The Crisafulli Government has ordered a full audit of where and how almost 800 vulnerable children are self-placing across Queensland, as the Commission of Inquiry into the broken Child Safety System gets underway in Brisbane.
Fixing the broken Child Safety System is a key commitment of the Crisafulli Government to deliver a fresh start for Queensland, ensuring children in care receive the support they need to stop the system being a pipeline to youth crime.
A self-placing child is one who is under the care of the Department of Child Safety, but chooses to leave either their foster, kinship or residential care placement, often putting themselves at risk of homelessness or in dangerous environments.
The audit will include gathering the names, ages, locations of the children who are self-placing, as well as what efforts are being made to engage them and what support is being provided to them.
Over the past five years the number of children self-placing has remained unacceptably high, from 694 in March 2020, to 871 in March last year.
Shockingly the former Labor Government never asked for an audit or census of where these vulnerable children were.
The Crisafulli Government has requested a review of contracting processes that result in an over reliance on for-profit, unlicenced providers in the residential care sector.
Unlicenced and for-profit providers have thrived in a billion-dollar industry with little to no checks and balances on their service delivery over the past decade.
Unlicenced Residential Care providers received $474.3M of funding from the State Government last financial year.
There are currently 110 unlicenced providers, compared to 36 licenced providers.
Of the 102 for-profit providers in the residential care sector, only 11 are licenced.
The growth of these unlicenced providers exploded under the former government who:
- Are not required to have a Human Services Quality Framework certificate, which sets standards based on governance and management, service access, responding to individual need, safety, wellbeing and rights.
- Are not subject to legislative suitability requirements, other than holding a blue card.
- There is no other documented process for reviewing the organisation's performance.
Licenced providers are held to strict conditions bound within the Child Protection Act and are regularly monitored by the Department and are mostly not-for-profit organisations operating in an outsourced service delivery model.
It is this Government's intention to reign in the billion-dollar industry, by moving contracts to an outsourced delivery model and in doing so push the sector to becoming licenced providers.
The Commission has today begun the important work of unpacking the disarray and neglect the system has been left in over the past decade following the Carmody Inquiry.
At the onset the Government made it clear that reform and election commitments would continue into the broken system during the 17-month long Inquiry and these two steps begin that work.
Minister for Child Safety Amanda Camm said the Crisafulli Government was acting to ensure the safety of vulnerable children.
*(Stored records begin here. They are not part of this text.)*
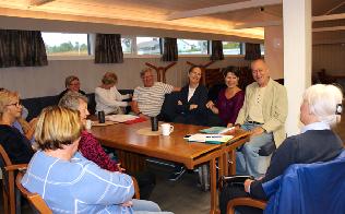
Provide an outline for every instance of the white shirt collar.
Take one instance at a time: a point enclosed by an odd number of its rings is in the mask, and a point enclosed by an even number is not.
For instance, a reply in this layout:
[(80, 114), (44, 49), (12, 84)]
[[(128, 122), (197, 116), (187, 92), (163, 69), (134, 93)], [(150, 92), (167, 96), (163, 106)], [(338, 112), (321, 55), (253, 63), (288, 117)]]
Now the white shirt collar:
[(309, 130), (330, 130), (330, 129), (331, 129), (330, 124), (325, 122), (313, 122), (313, 123), (302, 127), (300, 132), (305, 133), (306, 131), (309, 131)]

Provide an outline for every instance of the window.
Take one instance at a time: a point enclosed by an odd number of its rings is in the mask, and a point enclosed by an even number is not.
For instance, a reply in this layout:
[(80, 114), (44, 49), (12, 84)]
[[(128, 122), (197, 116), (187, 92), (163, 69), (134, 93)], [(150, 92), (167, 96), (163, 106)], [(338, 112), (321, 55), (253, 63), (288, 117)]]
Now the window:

"Allowing one vulnerable child to self-place in Queensland is unacceptable to me, let alone 780 young people, that's why I have ordered a full audit of the kids in care who are self-placing, to understand how the current system can be improved," Minister Camm said.
"It is vital we have an understanding of how we can better support these vulnerable children to get their lives back on track and if they have a youth justice crossover – ensure we are doing all we can to better protect the community.
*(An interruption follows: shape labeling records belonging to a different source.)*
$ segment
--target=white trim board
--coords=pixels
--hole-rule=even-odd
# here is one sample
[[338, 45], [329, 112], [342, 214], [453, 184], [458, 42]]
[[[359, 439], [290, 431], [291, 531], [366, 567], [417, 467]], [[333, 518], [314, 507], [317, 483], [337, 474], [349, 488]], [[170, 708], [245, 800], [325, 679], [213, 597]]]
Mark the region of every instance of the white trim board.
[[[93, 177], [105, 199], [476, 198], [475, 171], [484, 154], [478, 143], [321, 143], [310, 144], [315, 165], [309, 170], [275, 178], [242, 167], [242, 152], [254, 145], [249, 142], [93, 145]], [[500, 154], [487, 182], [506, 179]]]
"The fact the Government had nearly no oversight of unlicenced providers, or recourse to ensure they are delivering positive outcomes for vulnerable children is a clear system failure.
"The residential care sector is a billion-dollar industry built on the back of vulnerable children with taxpayers' money, it is critical there is oversight and these organisations know that if they do not perform the Government will act.
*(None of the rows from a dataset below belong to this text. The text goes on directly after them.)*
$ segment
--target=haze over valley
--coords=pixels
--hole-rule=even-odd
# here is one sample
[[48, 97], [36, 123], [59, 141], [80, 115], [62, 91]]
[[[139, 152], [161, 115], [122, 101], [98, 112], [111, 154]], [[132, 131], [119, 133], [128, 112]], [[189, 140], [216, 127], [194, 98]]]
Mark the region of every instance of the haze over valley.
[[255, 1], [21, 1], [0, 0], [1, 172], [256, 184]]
"It is critical we take the necessary steps to fix issues when they are uncovered to ensure children are being adequately taken care of.
"There are some extraordinary people who work in the child safety sector, who go above and beyond for vulnerable children and I'm certain they want what's best for them.
"This Commission of Inquiry is about accountability, both ministerial and departmental, we need to understand how these system failures happened, so we can ensure they do not happen again."